To re-invent the wheel in a manner so that there is:
1. Transfer from other knowledge of the student;
2. Minimal relationship to previous math;
3. Conventions of Minus used in business.
To get the student to realize the rules of signs without
the turn-off that he/she may have gotten previously.
Dice One red, and one black for each student
Before class give several students the play money, and IOUs. After
attendance take a loan from one of the students and have that student
take a loan from another.
On the overhead list each student's holdings. Have the beginning
balance and the transactions using the brackets to stand for negative--
(but using the terms owned, and owed, the accountants use debits as
+[owned] and ( ) for -[Owed]--By having the students borrow from each
other to give the teacher the money there will be a negative number--
the student owes more money.
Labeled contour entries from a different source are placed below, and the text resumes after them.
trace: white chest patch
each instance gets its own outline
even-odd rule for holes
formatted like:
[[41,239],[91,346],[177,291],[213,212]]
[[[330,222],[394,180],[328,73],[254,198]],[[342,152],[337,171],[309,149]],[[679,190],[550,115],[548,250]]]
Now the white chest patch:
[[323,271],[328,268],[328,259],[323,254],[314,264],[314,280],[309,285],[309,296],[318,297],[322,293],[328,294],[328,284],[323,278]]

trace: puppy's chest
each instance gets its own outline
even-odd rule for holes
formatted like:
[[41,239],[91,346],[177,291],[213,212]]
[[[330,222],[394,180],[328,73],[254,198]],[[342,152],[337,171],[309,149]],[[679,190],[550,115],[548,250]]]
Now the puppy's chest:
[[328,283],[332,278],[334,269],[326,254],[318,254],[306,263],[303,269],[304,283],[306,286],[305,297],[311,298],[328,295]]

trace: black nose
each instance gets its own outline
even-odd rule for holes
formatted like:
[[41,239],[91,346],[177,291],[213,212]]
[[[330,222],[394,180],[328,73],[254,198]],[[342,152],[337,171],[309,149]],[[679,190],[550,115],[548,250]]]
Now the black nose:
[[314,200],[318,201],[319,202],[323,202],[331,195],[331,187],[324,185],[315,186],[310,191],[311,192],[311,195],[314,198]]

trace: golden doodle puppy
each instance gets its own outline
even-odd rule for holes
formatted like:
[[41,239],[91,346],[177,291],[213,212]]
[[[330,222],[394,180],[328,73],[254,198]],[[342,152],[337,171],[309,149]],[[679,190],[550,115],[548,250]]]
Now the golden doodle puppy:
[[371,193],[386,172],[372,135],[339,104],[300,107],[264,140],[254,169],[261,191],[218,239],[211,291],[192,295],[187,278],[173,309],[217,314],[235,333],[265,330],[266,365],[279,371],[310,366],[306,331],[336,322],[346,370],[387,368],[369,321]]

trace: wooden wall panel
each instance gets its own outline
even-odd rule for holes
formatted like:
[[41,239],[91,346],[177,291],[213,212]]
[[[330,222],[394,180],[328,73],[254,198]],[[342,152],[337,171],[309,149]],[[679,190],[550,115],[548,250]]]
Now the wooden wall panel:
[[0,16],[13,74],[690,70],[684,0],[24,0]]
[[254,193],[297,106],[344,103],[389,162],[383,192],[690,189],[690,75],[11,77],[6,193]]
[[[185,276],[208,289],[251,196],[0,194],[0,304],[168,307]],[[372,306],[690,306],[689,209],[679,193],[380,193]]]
A sub objective could be to balance the
student's own check book.
For practice problems have the students make their own by rolling
the dice. The black being + and the red being -. Thus they will have
random problems especially suited for the slower student since the
numbers will be less than 7, and not zero. This can later lead to some
motivation for statistics and surely will delight some of the gamblers
in the class.
Since this approach was thought of in the SMILE program and not
tested in the actual classroom I am presenting it as an alternative for
the slower classes, possibly a support class. I have used the text
book method, then, for the students still having trouble, passed out
the rules to rote memorize, and, while working with the individual
student invoked a loan approach (borrow, and "paid" so as to end up
with money owed). Maybe starting with this approach we can work around
the students' inconsistency of minus, and negative.